Here’s an example of the metadata section of the README.md file:

---
library_name: sklearn
tags:
- tabular-classification
license: mit
datasets:
- breast-cancer
metrics:
- accuracy
---

skops creates this section of the file for you, and you almost never need to touch it yourself.

Model Card Content

The markdown part does not necessarily need to follow any specification in terms of information passed, which gives the user a lot of flexibility. The markdown part of the README.md file comes with a couple of defaults provided by skops, which includes the following slots for free text sections:

  • "Mode description": A description of the model.

  • "Intended uses & limitations": Intended use for the model, limitations and potential biases. This section should also include risks of using models in certain domains if relevant.

  • "How to Get Started with the Model": Code the user can run to load and use the model.

  • "Model Card Authors": Authors of the model card. This section includes authors of the model card

  • "Model Card Contact": Contact information of people whom can be reached out, in case of questions about the model or the model card.

  • "Citation": Bibtex style citations for the model or resources used to train the model.

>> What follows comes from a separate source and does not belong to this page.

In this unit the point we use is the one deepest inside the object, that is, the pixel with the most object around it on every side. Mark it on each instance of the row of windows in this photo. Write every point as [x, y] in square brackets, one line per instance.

  • "Evaluation Results": Evaluation results that are later parsed as a table by skops.card.Card.

The template also contains the following sections that are automatically generated by skops.

  • "Hyperparameters": Hyperparameters of the model.

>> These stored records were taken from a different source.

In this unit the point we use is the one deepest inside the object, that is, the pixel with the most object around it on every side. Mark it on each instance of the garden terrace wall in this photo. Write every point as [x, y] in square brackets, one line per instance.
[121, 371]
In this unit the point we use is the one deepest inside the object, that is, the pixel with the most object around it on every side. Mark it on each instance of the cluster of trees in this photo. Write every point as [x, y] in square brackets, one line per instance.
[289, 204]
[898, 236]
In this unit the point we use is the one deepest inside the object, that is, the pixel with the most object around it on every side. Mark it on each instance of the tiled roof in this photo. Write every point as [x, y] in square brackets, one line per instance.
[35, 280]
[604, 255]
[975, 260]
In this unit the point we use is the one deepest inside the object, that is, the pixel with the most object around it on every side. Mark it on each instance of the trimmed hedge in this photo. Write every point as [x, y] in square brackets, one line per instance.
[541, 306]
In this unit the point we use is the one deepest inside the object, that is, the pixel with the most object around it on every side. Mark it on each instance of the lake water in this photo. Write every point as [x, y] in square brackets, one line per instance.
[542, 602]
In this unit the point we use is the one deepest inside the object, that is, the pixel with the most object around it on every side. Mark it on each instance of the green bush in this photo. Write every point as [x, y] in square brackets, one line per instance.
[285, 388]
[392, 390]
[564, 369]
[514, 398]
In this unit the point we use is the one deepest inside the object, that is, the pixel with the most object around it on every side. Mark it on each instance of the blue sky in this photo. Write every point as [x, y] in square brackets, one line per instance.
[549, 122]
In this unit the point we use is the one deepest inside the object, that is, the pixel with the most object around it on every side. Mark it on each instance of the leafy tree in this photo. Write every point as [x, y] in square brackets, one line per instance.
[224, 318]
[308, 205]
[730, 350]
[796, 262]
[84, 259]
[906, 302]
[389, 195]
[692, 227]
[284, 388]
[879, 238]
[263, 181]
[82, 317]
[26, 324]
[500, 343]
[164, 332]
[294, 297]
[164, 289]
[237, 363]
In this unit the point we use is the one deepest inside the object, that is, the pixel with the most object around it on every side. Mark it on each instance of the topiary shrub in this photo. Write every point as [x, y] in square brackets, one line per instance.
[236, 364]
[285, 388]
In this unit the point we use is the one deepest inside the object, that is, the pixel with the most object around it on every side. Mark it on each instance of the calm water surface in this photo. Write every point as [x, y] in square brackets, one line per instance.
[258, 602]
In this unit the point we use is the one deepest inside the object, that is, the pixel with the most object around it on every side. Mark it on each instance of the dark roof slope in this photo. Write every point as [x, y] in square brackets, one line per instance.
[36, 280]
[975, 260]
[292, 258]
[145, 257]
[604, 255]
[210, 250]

  • "Model Plot": A diagram of the model, most relevant in case the model is a complex scikit-learn Pipeline.

Furthermore, it is possible to add plots and tables to the model card. To add plots, save them on disk and then add them to the card by passing the path name to the Card.add_plot() method. For tables, you can pass either dictionaries with the key being the header and the values being list of row entries, or a pandas DataFrame; use the Card.add_table() method for this. If you would like to add permutation importance results, you can pass your importances to Card.add_permutation_importances(). If you want to have multiple importance plots, you should pass a file name and a title for the plot. This will create a boxplot and write it to the model card for you.

To add content to an existing subsection, or create a new subsection, use a "/" to indicate the subsection. E.g. let’s assume you would like to add a subsection called "Figures" to the existing section "Model description", as well as adding some subsections with plots below that, you can call the Card.add() method like this:

card.add(**{"Model description/Figures": "Here are some nice figures"})
card.add_plot(**{
    "Model description/Figures/Confusion Matrix": "path-to-confusion-matrix.png",
    "Model description/Figures/ROC": "path-to-roc.png",
})

Furthermore, you can select existing sections (as well as their subsections) using Card.select(), and you can delete sections using Card.delete():

section = card.select("Model description/Figures")
print(section.content)  # 'Here are some nice figures'
print(section.subsections)
card.delete("Model description/Figures/ROC")

To see how you can use the API in skops to create a model card, please refer to scikit-learn model cards.

You can also fold sections after adding them to the model card. This is useful if you have a lot of content in a section that you don’t want to show by default. To fold a section, you can use the Section.folded property:

section = card.select("Model description/Figures")
section.folded = True

After setting Section.folded to True, the section will be collapsed by default when the model card is rendered.

Saving and Loading Model Cards

Once you have finished creating and modifying the model card, you can save it using the Card.save() method:

card.save("README.md")

This renders the content of the model card to markdown format and stores it in the indicated file. It is now ready to be uploaded to Hugging Face Hub.

If you have a finished model card but want to load to make some modifications, you can use the function skops.card.parse_modelcard(). This function parses the model card back into a Card instance that you can work on further:

from skops import card
model_card = card.parse_modelcard("README.md")
model_card.add(**{"A new section": "Some new content"})
model_card.save("README.md")

When the card is parsed, some minor details of the model card can change, e.g. if you used different column alignment than the default, this could change, as well as removing excess empty lines or trailing whitespace. However, the content itself should be exactly the same. All known deviations are documented in the parse_modelcard docs

For the parsing part, we rely on pandoc. If you haven’t installed it, please follow these instructions. The advantage of using pandoc is that it’s a very mature library and that it supports many different document formats. Therefore, it should be possible to parse model cards even if they use a format that’s not markdown, for instance reStructuredText, org, or asciidoc. For saving, we only support markdown for now.